A lot of technological developments have come out of war, enough so that it seems odd war movies and horror movies haven’t hooked up more often. Horror does meet the war movie In director Leo Scherman’s Trench 11. Set in the trenches of World War I, a highly contagious biological weapon, created by German forces, is discovered by Allied troops as they explore an abandoned underground bunker. Their mission becomes more desperate when one of their own is infected by the deadly parasite and begins to violently attack them. The soldiers now need to not only save themselves, but must stop the outbreak before it spreads to the rest of the world.
The movie’s young hero, a Canadian tunneler named Berton (Rossif Sutherland), has only recently escaped being trapped in tunnels, and is in no rush to be ripped from the arms of his pretty French lover to be sent back into the dark places of the Earth. Reluctant heroes work well in war movies, and this has been the popular way to make them ever since Hemingway turned war stories on their heads with A Farewell to Arms and For Whom the Bell Tolls. Sutherland’s boy-next-door good looks and sensitive delivery serve him and the movie well.
That war is Hell has been a theme of war movies pretty much since they started making them. Fair enough. War has always been Hell. Horror movies have been rolled in the mix surprisingly seldom. Scherman doesn’t have the budget to do an Alistair MacLean-scale adventure along the lines of The Guns of Navarone, and opts instead for the dark and claustrophobic confines of the tunnel complexes beneath the trenches of World War I’s No Man’s Land.
The violence-inducing parasites the Germans have lost control of are not the whole story, and part of this movie’s success rises or falls on the audience’s acceptance of the genre hybrid. If there’s a problem it’s because Scherman almost openly prefers the war movie to the horror movie, and it’s the war movie here that has the loftier ambitions. Ongoing dialogue scenes with the movie’s German mad scientist villain, played with a not-quite manic intensity by Robert Stadlober, evoke, probably deliberately, Apocalypse Now.

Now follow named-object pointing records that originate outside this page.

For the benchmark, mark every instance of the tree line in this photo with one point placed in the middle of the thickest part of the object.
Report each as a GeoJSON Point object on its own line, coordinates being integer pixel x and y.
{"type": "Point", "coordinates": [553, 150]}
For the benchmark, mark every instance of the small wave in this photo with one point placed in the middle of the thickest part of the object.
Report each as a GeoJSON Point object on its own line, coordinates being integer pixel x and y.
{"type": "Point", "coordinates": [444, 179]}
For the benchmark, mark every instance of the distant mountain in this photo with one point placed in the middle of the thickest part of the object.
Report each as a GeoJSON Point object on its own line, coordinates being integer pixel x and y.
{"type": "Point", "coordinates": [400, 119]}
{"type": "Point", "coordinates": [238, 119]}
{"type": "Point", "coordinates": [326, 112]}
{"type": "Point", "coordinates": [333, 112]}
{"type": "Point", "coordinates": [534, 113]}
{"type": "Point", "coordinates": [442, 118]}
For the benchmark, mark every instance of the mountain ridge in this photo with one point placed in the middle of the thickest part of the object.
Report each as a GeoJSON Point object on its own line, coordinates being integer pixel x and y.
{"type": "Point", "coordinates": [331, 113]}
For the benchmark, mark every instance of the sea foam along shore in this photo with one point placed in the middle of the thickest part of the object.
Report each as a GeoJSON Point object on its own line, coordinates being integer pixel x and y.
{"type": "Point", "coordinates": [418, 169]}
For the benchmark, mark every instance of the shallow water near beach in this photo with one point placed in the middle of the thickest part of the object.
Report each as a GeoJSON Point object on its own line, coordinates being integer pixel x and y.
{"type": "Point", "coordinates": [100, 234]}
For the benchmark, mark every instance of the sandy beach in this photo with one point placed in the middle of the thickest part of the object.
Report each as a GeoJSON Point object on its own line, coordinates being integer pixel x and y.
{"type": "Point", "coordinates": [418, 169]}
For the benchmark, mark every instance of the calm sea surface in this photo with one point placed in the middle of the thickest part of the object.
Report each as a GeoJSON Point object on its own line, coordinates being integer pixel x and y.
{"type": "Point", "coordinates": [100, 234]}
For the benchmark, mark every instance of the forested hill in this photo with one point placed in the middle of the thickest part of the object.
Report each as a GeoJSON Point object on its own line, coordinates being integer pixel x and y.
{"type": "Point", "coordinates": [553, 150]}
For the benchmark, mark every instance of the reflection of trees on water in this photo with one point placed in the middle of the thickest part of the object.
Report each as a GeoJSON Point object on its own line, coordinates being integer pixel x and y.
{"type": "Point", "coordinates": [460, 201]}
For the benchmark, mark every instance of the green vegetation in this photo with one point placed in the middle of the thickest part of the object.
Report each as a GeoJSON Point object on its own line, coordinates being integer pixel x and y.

The movie’s influences pretty much hide in plain sight, and the same can be said of the horror movies that clearly populate its DNA. If the splatter effects are presented with a little too much enthusiasm for a movie about the madness of war (and they are), they’re nonetheless well-executed, reminiscent of John Carpenter’s The Thing. Scherman also makes full use of the audience’s natural tendency to squirm in dark passageways, something Carpenter exploited to the max in Halloween. Despite the movie’s obvious debts to Carpenter, the synth-score is more reminiscent of Tangerine Dream, than Carpenter’s collaborations with Alan Howarth.
If Trench 11 is a little too ambitious for its own good, it nonetheless deserves credit for milking every penny out of its modest budget, providing some genuine shocks on cue, and solid performances. Intelligent, moody and at least intermittently suspenseful, Trench 11 delivers when it counts.
RJLE Films is releasing Trench 11 on DOD, DVD and VOD on September 4, 2018.